I want to open an UTF-8 encoded file using the following code:
#!/usr/bin/env python3
import os, platform
def read(file):
f = open(file, "r")
content = f.read()
f.close()
return content
print(platform.python_version())
print(os.environ["PYTHONIOENCODING"])
content = read("testfile")
print(content)
The code crashes when run in PyCharm. The output is
3.6.0
UTF-8
Traceback (most recent call last):
File "/Users/xxx/Documents/Scripts/pycharmutf8/file.py", line 14, in <module>
content = read("testfile")
File "/Users/xxx/Documents/Scripts/pycharmutf8/file.py", line 7, in read
content = f.read()
File "/usr/local/Cellar/python3/3.6.0_1/Frameworks/Python.framework/Versions/3.6/lib/python3.6/encodings/ascii.py", line 26, in decode
return codecs.ascii_decode(input, self.errors)[0]
UnicodeDecodeError: 'ascii' codec can't decode byte 0xc3 in position 5: ordinal not in range(128)
When I run the identical code from command line, it works just fine:
./file.py
3.6.0
utf-8:surrogateescape
I am a file with evil unicode characters: äöü
I have found out that in comparable situations people are advised to set the environment variable PYTHONIOENCODING
to utf-8:surrogateescape
that I did (as you can see in above output) system-wide
export PYTHONIOENCODING=utf-8:surrogateescape
but also in PyCharm itself (Settings -> Build -> Console -> Python Console -> Environment variables).

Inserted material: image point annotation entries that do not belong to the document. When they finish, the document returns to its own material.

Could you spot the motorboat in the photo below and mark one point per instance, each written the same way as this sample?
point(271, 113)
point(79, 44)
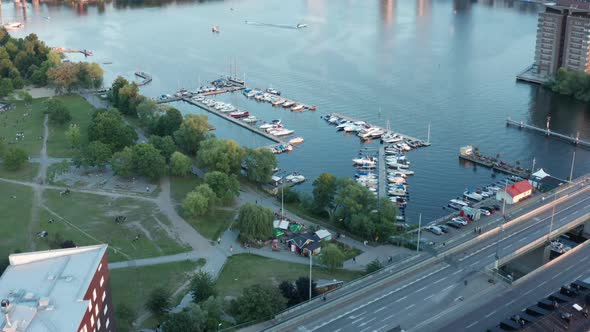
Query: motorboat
point(251, 119)
point(273, 91)
point(297, 108)
point(296, 140)
point(288, 103)
point(239, 114)
point(473, 195)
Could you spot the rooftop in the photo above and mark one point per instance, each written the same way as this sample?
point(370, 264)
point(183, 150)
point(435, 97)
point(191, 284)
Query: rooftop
point(46, 288)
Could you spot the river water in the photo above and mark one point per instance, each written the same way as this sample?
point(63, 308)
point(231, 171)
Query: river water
point(448, 63)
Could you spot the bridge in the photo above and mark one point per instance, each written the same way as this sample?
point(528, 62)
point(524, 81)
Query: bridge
point(431, 291)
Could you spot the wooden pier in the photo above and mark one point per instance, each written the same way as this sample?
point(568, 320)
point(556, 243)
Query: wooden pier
point(145, 76)
point(404, 136)
point(547, 132)
point(493, 163)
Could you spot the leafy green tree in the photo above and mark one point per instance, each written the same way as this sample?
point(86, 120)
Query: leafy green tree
point(260, 164)
point(198, 201)
point(6, 87)
point(324, 190)
point(73, 135)
point(202, 287)
point(193, 130)
point(192, 319)
point(164, 144)
point(332, 257)
point(108, 127)
point(148, 161)
point(122, 162)
point(226, 187)
point(15, 159)
point(255, 222)
point(180, 165)
point(258, 303)
point(57, 110)
point(220, 155)
point(158, 302)
point(374, 265)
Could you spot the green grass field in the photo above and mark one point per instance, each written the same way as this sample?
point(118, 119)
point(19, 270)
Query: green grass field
point(27, 120)
point(16, 216)
point(81, 112)
point(132, 286)
point(90, 220)
point(245, 270)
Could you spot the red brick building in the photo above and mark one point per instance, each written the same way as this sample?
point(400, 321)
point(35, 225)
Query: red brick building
point(57, 290)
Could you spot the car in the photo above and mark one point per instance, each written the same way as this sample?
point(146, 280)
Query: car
point(460, 220)
point(485, 212)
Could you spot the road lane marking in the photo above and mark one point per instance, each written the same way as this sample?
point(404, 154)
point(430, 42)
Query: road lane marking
point(401, 299)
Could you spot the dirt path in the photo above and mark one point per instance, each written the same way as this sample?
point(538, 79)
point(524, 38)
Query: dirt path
point(38, 190)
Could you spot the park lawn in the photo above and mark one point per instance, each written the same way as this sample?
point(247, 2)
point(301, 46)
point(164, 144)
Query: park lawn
point(25, 119)
point(180, 186)
point(27, 173)
point(131, 286)
point(89, 219)
point(244, 270)
point(214, 223)
point(81, 112)
point(16, 217)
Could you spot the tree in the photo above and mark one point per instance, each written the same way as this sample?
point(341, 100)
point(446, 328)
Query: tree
point(6, 87)
point(164, 144)
point(220, 155)
point(158, 302)
point(202, 286)
point(258, 303)
point(332, 257)
point(198, 201)
point(57, 110)
point(193, 130)
point(180, 165)
point(73, 135)
point(122, 162)
point(260, 164)
point(148, 161)
point(192, 319)
point(226, 187)
point(255, 222)
point(125, 317)
point(324, 190)
point(374, 265)
point(15, 158)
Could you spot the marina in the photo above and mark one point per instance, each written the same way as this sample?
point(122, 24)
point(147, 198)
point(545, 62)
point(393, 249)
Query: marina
point(547, 132)
point(472, 155)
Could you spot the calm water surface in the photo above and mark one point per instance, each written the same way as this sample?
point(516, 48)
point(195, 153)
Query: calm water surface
point(448, 63)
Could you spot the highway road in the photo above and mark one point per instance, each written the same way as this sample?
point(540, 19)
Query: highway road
point(455, 281)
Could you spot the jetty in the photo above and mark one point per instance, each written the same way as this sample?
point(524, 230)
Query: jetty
point(467, 153)
point(547, 132)
point(71, 50)
point(144, 76)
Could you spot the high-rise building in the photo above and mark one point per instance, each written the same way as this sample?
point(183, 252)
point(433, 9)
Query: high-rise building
point(57, 291)
point(563, 38)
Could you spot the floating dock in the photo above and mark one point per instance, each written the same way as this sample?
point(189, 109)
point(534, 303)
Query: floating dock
point(547, 132)
point(468, 154)
point(145, 76)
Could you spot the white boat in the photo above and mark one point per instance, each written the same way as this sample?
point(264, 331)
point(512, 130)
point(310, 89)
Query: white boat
point(251, 119)
point(297, 108)
point(296, 140)
point(472, 195)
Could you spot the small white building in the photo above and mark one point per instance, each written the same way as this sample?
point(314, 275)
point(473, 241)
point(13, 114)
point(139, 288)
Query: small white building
point(515, 193)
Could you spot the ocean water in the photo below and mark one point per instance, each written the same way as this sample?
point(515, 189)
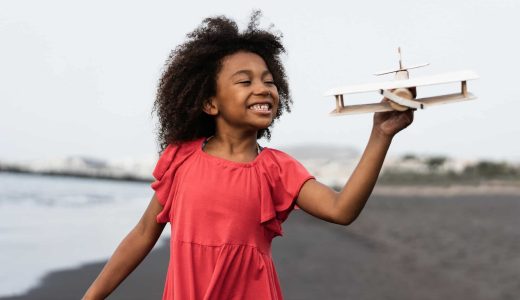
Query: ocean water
point(49, 223)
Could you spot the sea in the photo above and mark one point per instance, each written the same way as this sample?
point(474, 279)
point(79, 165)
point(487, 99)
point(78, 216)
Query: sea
point(49, 223)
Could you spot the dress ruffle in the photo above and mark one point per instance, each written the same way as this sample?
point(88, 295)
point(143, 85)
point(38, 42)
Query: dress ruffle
point(164, 174)
point(281, 177)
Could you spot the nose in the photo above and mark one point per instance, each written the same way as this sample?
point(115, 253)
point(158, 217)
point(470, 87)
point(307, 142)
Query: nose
point(263, 89)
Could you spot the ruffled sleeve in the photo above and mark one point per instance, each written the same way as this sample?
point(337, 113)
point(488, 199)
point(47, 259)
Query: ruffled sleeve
point(164, 173)
point(282, 178)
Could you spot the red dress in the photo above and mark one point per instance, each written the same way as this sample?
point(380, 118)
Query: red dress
point(223, 217)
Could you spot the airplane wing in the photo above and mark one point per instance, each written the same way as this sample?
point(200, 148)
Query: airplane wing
point(394, 84)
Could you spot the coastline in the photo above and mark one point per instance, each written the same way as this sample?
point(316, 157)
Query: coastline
point(431, 248)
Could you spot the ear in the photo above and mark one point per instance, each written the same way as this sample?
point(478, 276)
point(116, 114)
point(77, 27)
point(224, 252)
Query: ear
point(210, 107)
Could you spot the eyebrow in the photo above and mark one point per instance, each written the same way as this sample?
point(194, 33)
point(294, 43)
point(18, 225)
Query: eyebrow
point(248, 72)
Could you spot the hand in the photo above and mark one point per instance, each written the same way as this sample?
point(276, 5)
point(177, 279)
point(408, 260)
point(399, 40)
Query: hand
point(391, 122)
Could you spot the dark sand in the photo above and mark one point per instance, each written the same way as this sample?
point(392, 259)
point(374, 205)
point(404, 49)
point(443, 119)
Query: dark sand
point(464, 247)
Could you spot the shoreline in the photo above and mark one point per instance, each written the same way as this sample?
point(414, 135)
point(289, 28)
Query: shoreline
point(397, 249)
point(483, 189)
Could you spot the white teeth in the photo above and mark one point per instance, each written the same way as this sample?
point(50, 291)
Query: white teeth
point(260, 107)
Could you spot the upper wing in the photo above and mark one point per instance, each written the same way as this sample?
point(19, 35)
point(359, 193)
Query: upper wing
point(418, 81)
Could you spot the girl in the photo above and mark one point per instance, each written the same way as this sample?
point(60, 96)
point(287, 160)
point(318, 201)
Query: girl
point(224, 195)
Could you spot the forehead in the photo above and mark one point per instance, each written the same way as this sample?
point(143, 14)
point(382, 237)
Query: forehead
point(241, 61)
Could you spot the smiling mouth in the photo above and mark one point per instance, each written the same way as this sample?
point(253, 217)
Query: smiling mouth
point(261, 107)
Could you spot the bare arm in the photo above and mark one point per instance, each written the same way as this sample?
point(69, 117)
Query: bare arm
point(130, 252)
point(344, 207)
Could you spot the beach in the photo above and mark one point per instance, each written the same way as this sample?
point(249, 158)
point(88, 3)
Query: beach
point(403, 246)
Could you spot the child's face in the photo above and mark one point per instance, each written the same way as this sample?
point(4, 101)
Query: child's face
point(246, 98)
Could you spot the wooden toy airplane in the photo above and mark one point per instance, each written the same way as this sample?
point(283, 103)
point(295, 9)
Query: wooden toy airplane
point(401, 92)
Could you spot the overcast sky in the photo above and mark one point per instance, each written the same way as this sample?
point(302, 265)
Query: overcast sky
point(80, 79)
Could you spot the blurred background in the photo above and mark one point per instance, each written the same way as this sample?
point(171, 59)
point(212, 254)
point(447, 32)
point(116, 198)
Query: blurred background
point(77, 144)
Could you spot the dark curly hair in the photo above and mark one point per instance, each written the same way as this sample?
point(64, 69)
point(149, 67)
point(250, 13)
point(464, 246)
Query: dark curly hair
point(191, 70)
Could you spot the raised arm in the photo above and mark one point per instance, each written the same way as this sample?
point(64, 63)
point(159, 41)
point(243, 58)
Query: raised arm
point(130, 252)
point(345, 206)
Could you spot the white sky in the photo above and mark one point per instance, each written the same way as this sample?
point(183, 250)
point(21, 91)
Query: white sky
point(80, 78)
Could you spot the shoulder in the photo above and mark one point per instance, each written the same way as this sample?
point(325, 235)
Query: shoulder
point(174, 155)
point(280, 160)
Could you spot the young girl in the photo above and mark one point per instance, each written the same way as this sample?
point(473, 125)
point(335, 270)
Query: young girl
point(224, 195)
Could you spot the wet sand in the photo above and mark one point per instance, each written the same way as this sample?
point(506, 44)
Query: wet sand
point(427, 247)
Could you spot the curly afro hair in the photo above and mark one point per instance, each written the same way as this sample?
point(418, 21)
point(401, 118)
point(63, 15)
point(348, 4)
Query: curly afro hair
point(191, 70)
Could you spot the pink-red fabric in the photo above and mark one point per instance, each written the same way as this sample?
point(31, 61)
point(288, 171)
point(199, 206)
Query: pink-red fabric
point(223, 217)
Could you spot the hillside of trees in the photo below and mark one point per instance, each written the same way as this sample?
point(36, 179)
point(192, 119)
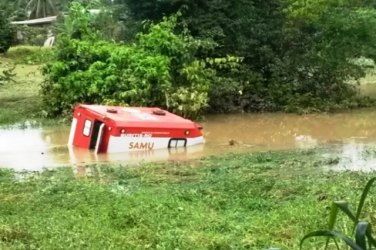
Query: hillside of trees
point(214, 55)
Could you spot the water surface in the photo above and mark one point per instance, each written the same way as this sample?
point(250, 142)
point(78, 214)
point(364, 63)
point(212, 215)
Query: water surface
point(351, 134)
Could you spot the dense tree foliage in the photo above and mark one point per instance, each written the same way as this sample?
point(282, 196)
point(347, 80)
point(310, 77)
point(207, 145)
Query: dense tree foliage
point(297, 54)
point(160, 69)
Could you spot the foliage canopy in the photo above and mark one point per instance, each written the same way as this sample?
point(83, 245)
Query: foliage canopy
point(160, 69)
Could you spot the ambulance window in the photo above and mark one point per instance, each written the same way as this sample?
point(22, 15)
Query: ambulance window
point(87, 128)
point(177, 143)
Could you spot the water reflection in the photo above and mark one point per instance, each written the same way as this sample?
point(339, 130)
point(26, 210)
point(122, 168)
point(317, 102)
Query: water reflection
point(34, 148)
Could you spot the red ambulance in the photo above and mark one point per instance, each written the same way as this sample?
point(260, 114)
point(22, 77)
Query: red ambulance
point(111, 129)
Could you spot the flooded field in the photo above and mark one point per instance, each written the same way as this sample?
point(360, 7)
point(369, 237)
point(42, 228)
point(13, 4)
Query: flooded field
point(349, 134)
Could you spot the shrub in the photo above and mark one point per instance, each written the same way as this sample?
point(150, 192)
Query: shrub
point(160, 69)
point(363, 238)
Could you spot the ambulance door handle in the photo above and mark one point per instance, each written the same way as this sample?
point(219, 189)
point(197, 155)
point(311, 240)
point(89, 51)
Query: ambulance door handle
point(99, 138)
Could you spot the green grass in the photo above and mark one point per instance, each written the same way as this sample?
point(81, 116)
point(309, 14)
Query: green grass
point(251, 201)
point(19, 100)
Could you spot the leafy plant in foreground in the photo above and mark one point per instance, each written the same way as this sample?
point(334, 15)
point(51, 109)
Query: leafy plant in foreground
point(7, 74)
point(363, 239)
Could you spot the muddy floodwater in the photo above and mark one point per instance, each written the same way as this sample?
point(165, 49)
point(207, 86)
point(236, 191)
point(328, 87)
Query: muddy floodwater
point(350, 135)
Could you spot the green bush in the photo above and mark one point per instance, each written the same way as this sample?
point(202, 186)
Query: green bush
point(6, 33)
point(160, 69)
point(363, 238)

This does not have any effect. Do you have further suggestions?
Upvotes: 1
Views: 2758
Reputation: 371
If it's harder to change the encoding for the open call i.e. it's happening in a library you can change this environment variable in the run configurations: LC_CTYPE=en_US.UTF-8
Source: PyCharm is changing the default encoding in my Django app
Upvotes: 3
Reputation: 177951
If you want to read a UTF8 file, specify the encoding:
def read(file):
with open(file, encoding='utf8') as f:
content = f.read()
Upvotes: 1